Kahvaltımın en keyifli, üstelik "doruk" noktası kabul ettiğim, "finaldeki o son çay kaşığı dolusu vişne reçeli"ni ağzıma attığım sırada duydum bunu. Güleyim mi, yoksa bütün kahvaltı hazzını unutturacak biçimde "okkalı bir küfür" mü sallayayım, bilemedim.
Yani, kelepçeleme eylemi sanki "ters" değil de "düz" olsa, o kadar büyük bir sorun yok gibi algıladım bir an. Tabii ki, haberi yazan meslektaşım böyle bir maksatla yazmamıştı. Anlatmak istediği, "Hukuksuzluğun katmerlendirilmiş olması"ydı.
Ve maalesef, doğruydu...
Şöyle bir düşünün.
Aslında; bir toplumsal olayın tam göbeğinde bulunmayan, bir direnişte polis barikatında itiş kakışın tarafı olmayan, bir basın açıklaması için çıktığı meydanda TOMA’ların egzos gazına ve çığlık çığlığa siren sesine, tazyikli suyuna maruz kalmamış, bir çevreci dayanışmasında jandarmanın kalkanları ve copu ile tanışmamış olanlarımız bile aslında "ters kelepçeli" hissetmiyor muyuz?
Yani, muktedirin hoşuna gitmeyen bir haber yaptığı, bir yorumda bulunduğu için karakola, savcılığa ya da cezaevine götürülen gazeteciye - yazara takılı o kelepçenin soğuk ve haşin metal dokusunu siz de hissetmiyor musunuz, bileklerinizde?

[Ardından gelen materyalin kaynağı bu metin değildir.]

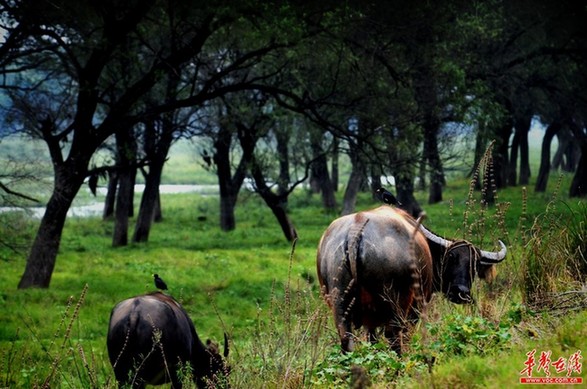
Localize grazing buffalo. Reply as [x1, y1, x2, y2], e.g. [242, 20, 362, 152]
[107, 292, 228, 388]
[317, 205, 506, 353]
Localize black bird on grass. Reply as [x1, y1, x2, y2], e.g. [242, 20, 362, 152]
[153, 274, 167, 290]
[375, 188, 402, 207]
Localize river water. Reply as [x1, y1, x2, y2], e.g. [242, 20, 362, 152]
[0, 184, 218, 219]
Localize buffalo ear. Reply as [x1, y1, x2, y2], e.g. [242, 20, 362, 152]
[477, 263, 497, 283]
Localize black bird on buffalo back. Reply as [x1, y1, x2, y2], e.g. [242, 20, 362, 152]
[153, 274, 167, 290]
[375, 187, 402, 207]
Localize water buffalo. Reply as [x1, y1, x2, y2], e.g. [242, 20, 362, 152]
[317, 205, 506, 353]
[107, 292, 228, 388]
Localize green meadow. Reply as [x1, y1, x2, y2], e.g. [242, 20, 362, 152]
[0, 136, 587, 388]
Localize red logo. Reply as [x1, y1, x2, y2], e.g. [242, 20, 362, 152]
[520, 349, 583, 385]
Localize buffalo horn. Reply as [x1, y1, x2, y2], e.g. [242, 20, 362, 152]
[479, 240, 507, 265]
[420, 224, 452, 247]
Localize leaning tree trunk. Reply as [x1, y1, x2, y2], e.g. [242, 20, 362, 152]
[534, 121, 561, 192]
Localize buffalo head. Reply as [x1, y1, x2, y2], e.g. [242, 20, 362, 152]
[420, 225, 507, 304]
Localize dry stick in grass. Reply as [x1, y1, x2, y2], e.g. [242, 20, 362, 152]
[42, 284, 88, 389]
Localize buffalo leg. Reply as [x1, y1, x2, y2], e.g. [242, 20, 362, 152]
[332, 288, 355, 352]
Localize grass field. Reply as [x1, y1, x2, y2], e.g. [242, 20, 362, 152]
[0, 133, 587, 388]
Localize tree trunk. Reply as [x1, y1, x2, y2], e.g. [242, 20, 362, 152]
[18, 167, 88, 289]
[569, 123, 587, 197]
[506, 128, 520, 186]
[341, 146, 365, 215]
[214, 128, 238, 231]
[330, 137, 340, 192]
[312, 134, 336, 211]
[102, 170, 118, 220]
[516, 115, 532, 185]
[569, 141, 587, 197]
[214, 125, 257, 231]
[133, 114, 174, 243]
[493, 119, 512, 188]
[534, 121, 561, 192]
[395, 170, 422, 218]
[112, 169, 133, 247]
[112, 129, 136, 247]
[251, 156, 298, 242]
[275, 123, 291, 199]
[424, 129, 445, 204]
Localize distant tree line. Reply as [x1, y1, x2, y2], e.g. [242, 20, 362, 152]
[0, 0, 587, 288]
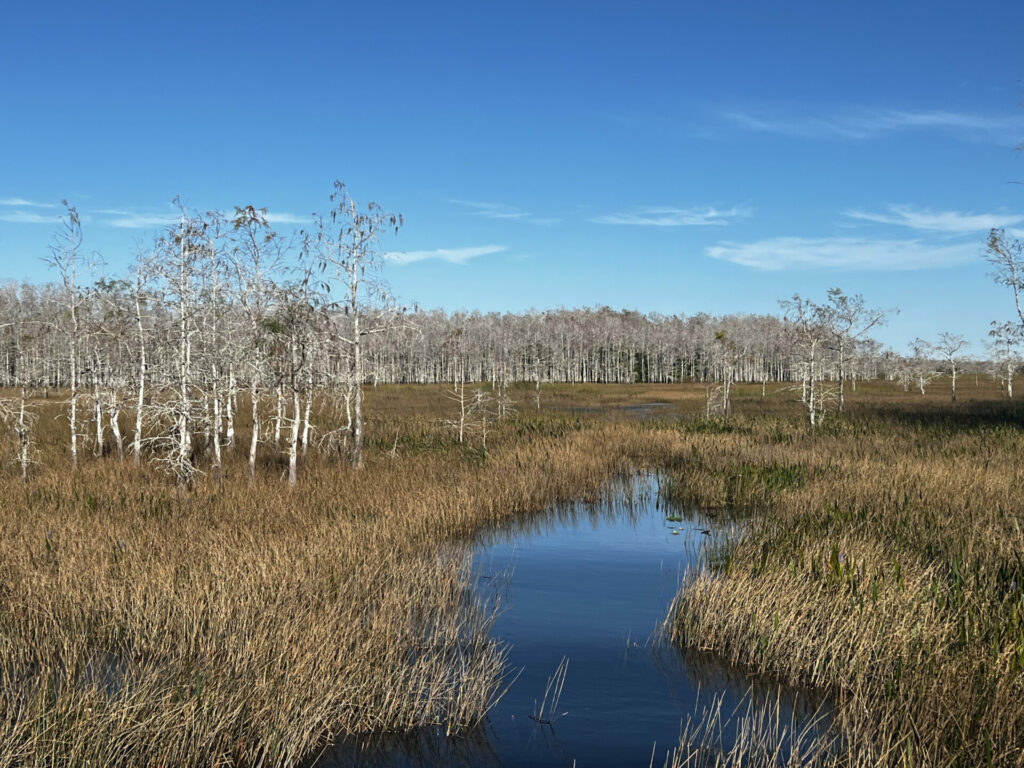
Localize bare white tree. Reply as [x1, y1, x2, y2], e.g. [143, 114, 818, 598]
[47, 200, 89, 469]
[304, 181, 402, 468]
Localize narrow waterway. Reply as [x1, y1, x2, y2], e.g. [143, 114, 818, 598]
[319, 476, 823, 768]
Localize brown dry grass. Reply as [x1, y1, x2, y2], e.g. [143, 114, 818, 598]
[0, 380, 1024, 766]
[672, 387, 1024, 766]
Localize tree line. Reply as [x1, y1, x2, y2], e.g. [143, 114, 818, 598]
[0, 182, 1024, 483]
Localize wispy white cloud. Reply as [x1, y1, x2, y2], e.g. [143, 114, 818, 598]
[591, 207, 751, 226]
[99, 211, 181, 229]
[719, 110, 1024, 143]
[0, 198, 56, 208]
[95, 208, 310, 229]
[449, 200, 561, 225]
[846, 206, 1024, 234]
[384, 246, 508, 264]
[707, 238, 979, 271]
[0, 211, 60, 224]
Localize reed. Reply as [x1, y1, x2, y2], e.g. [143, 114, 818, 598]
[670, 382, 1024, 766]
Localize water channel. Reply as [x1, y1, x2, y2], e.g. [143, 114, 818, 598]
[317, 476, 819, 768]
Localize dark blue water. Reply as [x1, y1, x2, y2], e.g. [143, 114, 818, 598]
[315, 477, 819, 768]
[476, 478, 737, 766]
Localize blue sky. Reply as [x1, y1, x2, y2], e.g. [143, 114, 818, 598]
[0, 0, 1024, 351]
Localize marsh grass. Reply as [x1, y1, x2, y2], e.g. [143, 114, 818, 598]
[0, 382, 1024, 766]
[671, 382, 1024, 766]
[0, 389, 659, 766]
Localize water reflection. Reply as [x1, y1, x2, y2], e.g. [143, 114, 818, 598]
[317, 475, 821, 766]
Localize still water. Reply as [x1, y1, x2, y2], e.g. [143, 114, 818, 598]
[319, 476, 815, 768]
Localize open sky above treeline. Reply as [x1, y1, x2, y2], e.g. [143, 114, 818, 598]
[0, 0, 1024, 353]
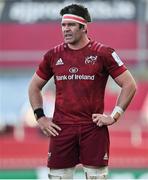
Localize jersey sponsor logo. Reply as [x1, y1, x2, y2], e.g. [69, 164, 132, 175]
[85, 56, 97, 64]
[112, 51, 123, 66]
[69, 67, 79, 73]
[56, 74, 95, 81]
[56, 58, 64, 66]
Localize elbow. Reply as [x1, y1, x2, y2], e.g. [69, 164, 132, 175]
[129, 81, 137, 96]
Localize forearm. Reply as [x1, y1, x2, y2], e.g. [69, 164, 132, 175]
[29, 86, 43, 110]
[117, 83, 136, 111]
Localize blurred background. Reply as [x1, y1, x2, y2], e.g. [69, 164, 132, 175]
[0, 0, 148, 179]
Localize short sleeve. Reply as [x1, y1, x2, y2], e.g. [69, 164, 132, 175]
[36, 52, 53, 80]
[103, 47, 127, 78]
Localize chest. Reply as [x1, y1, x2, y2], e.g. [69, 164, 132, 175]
[53, 52, 103, 78]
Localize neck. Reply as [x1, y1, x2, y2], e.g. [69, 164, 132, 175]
[68, 36, 90, 50]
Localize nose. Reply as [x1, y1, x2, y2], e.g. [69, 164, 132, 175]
[64, 25, 70, 32]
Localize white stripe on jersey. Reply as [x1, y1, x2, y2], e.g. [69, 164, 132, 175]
[112, 51, 123, 66]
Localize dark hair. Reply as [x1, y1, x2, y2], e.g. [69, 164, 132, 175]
[60, 4, 91, 22]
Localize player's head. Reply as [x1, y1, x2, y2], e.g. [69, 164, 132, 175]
[60, 4, 91, 44]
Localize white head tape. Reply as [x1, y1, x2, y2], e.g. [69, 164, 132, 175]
[62, 14, 87, 25]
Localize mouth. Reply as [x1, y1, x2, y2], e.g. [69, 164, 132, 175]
[64, 34, 72, 39]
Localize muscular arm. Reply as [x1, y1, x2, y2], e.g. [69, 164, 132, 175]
[115, 70, 136, 110]
[29, 74, 47, 110]
[28, 74, 61, 136]
[92, 70, 136, 126]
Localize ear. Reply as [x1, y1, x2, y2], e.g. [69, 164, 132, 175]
[83, 25, 87, 32]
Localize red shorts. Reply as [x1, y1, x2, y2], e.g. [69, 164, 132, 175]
[48, 124, 109, 169]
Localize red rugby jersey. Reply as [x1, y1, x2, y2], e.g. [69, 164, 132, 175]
[36, 41, 126, 124]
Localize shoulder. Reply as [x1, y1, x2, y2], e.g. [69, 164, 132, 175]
[91, 41, 115, 56]
[44, 43, 65, 57]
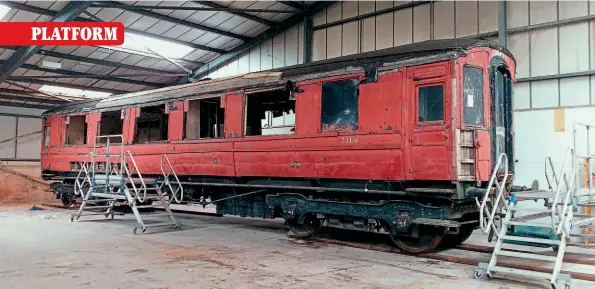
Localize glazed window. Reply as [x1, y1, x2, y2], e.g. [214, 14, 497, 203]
[64, 115, 87, 145]
[43, 123, 50, 148]
[463, 66, 484, 126]
[134, 105, 168, 143]
[321, 79, 359, 131]
[245, 89, 295, 136]
[97, 111, 124, 143]
[417, 85, 444, 122]
[184, 97, 225, 139]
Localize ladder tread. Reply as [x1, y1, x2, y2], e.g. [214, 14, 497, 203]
[502, 235, 560, 245]
[497, 250, 556, 262]
[490, 266, 553, 279]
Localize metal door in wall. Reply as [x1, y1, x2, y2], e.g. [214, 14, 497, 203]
[403, 62, 452, 180]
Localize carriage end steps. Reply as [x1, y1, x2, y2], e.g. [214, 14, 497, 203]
[70, 182, 182, 234]
[70, 139, 184, 234]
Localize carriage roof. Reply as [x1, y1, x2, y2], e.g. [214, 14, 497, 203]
[44, 39, 514, 116]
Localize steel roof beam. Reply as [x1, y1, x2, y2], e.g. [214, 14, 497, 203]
[0, 91, 69, 104]
[104, 1, 250, 41]
[0, 1, 92, 82]
[91, 1, 295, 14]
[2, 46, 203, 76]
[0, 101, 56, 109]
[0, 60, 166, 87]
[189, 1, 335, 82]
[2, 1, 226, 54]
[9, 78, 130, 94]
[279, 1, 306, 11]
[192, 1, 278, 26]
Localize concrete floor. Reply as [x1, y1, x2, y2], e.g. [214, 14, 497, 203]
[0, 202, 595, 289]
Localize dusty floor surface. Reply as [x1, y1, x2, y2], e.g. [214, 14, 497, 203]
[0, 202, 595, 289]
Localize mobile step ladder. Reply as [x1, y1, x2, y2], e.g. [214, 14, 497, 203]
[474, 124, 595, 288]
[70, 135, 184, 234]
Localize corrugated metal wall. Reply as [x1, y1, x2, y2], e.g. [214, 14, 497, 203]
[211, 1, 595, 184]
[0, 106, 43, 160]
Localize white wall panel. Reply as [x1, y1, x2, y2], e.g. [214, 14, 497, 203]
[479, 1, 500, 33]
[530, 28, 558, 76]
[506, 1, 529, 29]
[514, 108, 595, 184]
[512, 82, 531, 109]
[560, 23, 589, 73]
[250, 45, 260, 72]
[326, 25, 343, 58]
[272, 33, 286, 68]
[0, 115, 16, 159]
[433, 1, 455, 39]
[558, 0, 589, 20]
[341, 1, 359, 19]
[238, 52, 250, 74]
[285, 26, 299, 66]
[376, 12, 394, 49]
[560, 76, 595, 106]
[225, 57, 239, 76]
[298, 24, 304, 64]
[341, 21, 360, 55]
[358, 1, 376, 15]
[16, 117, 41, 159]
[393, 8, 413, 46]
[531, 80, 559, 108]
[529, 1, 558, 24]
[455, 1, 478, 37]
[312, 29, 326, 61]
[376, 1, 394, 11]
[326, 2, 343, 23]
[413, 4, 432, 42]
[361, 17, 376, 52]
[508, 33, 530, 78]
[260, 39, 273, 70]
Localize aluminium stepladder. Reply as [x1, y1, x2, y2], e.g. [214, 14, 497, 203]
[71, 135, 184, 234]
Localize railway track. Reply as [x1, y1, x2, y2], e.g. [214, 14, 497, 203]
[42, 204, 595, 282]
[313, 234, 595, 282]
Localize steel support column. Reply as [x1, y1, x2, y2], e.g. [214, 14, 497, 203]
[498, 0, 508, 48]
[189, 1, 335, 82]
[304, 17, 314, 63]
[0, 1, 93, 82]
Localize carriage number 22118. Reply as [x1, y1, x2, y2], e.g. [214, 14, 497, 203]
[341, 136, 359, 144]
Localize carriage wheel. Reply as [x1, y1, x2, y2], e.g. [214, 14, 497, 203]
[286, 214, 322, 238]
[440, 225, 474, 248]
[389, 226, 444, 254]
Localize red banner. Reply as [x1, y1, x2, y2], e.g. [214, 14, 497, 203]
[0, 22, 124, 46]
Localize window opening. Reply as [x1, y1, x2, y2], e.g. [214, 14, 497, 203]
[65, 115, 87, 145]
[134, 105, 168, 143]
[321, 79, 359, 131]
[184, 98, 225, 139]
[97, 111, 124, 143]
[43, 123, 50, 147]
[417, 85, 444, 122]
[463, 66, 484, 126]
[245, 89, 296, 136]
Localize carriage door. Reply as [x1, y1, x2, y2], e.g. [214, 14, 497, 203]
[490, 58, 514, 171]
[404, 63, 452, 180]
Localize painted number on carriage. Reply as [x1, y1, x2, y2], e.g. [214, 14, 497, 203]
[341, 136, 359, 144]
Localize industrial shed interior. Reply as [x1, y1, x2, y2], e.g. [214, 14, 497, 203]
[0, 1, 595, 289]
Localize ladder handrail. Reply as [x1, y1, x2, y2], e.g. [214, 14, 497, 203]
[544, 156, 560, 190]
[475, 153, 508, 237]
[122, 151, 147, 203]
[551, 148, 576, 234]
[74, 152, 95, 197]
[159, 154, 184, 204]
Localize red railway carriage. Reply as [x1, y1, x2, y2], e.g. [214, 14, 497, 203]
[41, 40, 515, 253]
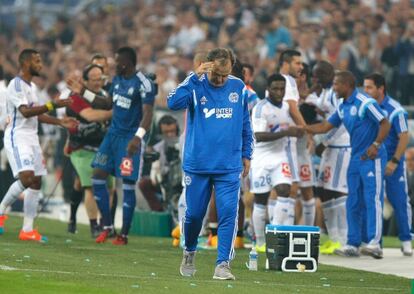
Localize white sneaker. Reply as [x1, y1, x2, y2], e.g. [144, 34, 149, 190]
[401, 241, 413, 256]
[334, 245, 359, 257]
[213, 261, 236, 280]
[361, 244, 384, 259]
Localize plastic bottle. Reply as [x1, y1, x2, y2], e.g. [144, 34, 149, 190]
[249, 246, 259, 271]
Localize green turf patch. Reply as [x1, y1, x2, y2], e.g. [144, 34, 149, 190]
[0, 216, 411, 294]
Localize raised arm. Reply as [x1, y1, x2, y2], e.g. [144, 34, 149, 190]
[167, 72, 198, 110]
[242, 88, 254, 177]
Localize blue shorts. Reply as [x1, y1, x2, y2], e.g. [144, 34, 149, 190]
[91, 132, 142, 182]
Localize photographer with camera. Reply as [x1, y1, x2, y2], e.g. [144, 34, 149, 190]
[139, 114, 182, 212]
[65, 64, 113, 238]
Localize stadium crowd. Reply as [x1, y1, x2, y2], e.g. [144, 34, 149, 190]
[0, 0, 414, 276]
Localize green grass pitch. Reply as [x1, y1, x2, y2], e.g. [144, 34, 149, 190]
[0, 216, 411, 294]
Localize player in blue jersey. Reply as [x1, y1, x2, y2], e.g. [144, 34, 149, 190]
[168, 48, 253, 280]
[364, 73, 413, 256]
[305, 71, 390, 258]
[68, 47, 155, 245]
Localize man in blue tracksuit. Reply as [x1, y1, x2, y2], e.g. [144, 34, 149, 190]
[364, 73, 413, 256]
[168, 48, 253, 280]
[305, 71, 390, 258]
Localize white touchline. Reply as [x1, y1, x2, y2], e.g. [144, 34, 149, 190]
[0, 264, 406, 292]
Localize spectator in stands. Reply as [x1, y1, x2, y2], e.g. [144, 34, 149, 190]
[139, 115, 182, 211]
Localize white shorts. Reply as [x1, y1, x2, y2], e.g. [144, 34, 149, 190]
[317, 147, 351, 194]
[4, 140, 47, 178]
[286, 138, 300, 183]
[298, 143, 315, 188]
[250, 156, 292, 194]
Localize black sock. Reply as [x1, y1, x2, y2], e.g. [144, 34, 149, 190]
[70, 190, 83, 223]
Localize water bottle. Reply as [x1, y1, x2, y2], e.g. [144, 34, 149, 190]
[249, 246, 259, 271]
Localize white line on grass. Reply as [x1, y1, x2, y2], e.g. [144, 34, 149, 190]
[0, 264, 406, 293]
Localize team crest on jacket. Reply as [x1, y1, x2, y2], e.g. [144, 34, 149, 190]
[229, 92, 239, 103]
[184, 176, 191, 186]
[351, 106, 357, 115]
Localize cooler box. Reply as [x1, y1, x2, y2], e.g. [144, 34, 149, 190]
[266, 225, 320, 272]
[130, 210, 172, 237]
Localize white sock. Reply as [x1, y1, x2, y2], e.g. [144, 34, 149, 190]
[302, 198, 315, 226]
[322, 199, 339, 242]
[178, 187, 187, 235]
[284, 197, 296, 226]
[267, 199, 277, 223]
[0, 180, 25, 215]
[334, 196, 348, 245]
[23, 188, 40, 232]
[252, 203, 266, 246]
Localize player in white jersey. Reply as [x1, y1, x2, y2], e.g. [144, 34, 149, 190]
[279, 49, 315, 225]
[312, 61, 351, 254]
[250, 74, 304, 251]
[0, 49, 77, 242]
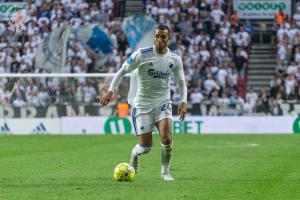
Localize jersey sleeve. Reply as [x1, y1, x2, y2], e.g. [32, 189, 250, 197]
[108, 50, 142, 91]
[173, 57, 187, 103]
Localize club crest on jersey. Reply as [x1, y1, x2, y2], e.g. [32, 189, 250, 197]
[148, 69, 170, 78]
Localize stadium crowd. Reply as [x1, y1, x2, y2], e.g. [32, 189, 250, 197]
[0, 0, 300, 115]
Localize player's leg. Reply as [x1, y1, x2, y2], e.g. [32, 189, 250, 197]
[156, 118, 174, 181]
[130, 132, 152, 173]
[130, 108, 153, 173]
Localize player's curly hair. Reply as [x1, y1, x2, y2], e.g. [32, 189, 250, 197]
[154, 24, 170, 33]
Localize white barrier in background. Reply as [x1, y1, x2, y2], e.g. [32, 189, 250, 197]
[0, 116, 300, 134]
[0, 118, 61, 135]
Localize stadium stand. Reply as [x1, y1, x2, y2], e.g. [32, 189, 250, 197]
[0, 0, 300, 115]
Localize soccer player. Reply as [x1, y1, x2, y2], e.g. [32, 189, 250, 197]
[100, 25, 187, 181]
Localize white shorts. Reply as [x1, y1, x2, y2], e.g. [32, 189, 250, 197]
[131, 103, 172, 135]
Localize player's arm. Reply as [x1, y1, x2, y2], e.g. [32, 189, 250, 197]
[174, 58, 187, 121]
[100, 50, 141, 106]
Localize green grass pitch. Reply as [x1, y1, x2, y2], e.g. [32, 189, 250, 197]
[0, 134, 300, 200]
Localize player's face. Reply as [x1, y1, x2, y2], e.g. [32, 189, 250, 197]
[154, 29, 169, 53]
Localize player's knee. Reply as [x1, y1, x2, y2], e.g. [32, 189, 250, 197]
[140, 144, 152, 154]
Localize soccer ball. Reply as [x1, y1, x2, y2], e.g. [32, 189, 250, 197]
[114, 163, 135, 182]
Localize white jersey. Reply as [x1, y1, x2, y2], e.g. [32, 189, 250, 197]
[109, 47, 187, 108]
[127, 69, 138, 107]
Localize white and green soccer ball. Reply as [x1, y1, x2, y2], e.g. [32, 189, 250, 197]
[114, 163, 135, 182]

Evlatlarının ve eşinin, muktedir partinin milletvekilinin adamları tarafından hunharca katledilmesini protesto etmek istediği için yıllardır itip kakılan bir ananın gırtlağına takılmak istenen "ters kelepçe"yi siz de her yutkunuşunuda hissetmiyor musunuz?
Galatasaray Meydanı’nda 20 senedir, tek mesajları "Evladımın/babamın/eşimin/kardeşimin en azından akıbetinden haber verin. Cesedini, kemiklerini teslim edin. Gidip başında bir dua okuyabileceğim bir mezarı olsun bari..." diye sevdiklerinin durumunu devletten soran Cumartesi Anneleri’ne uygulanan zulmün ve her defasında uygulanan ters kelepçelerin, bileklere "kan oturtan" hissini, siz de yaşamıyor musunuz?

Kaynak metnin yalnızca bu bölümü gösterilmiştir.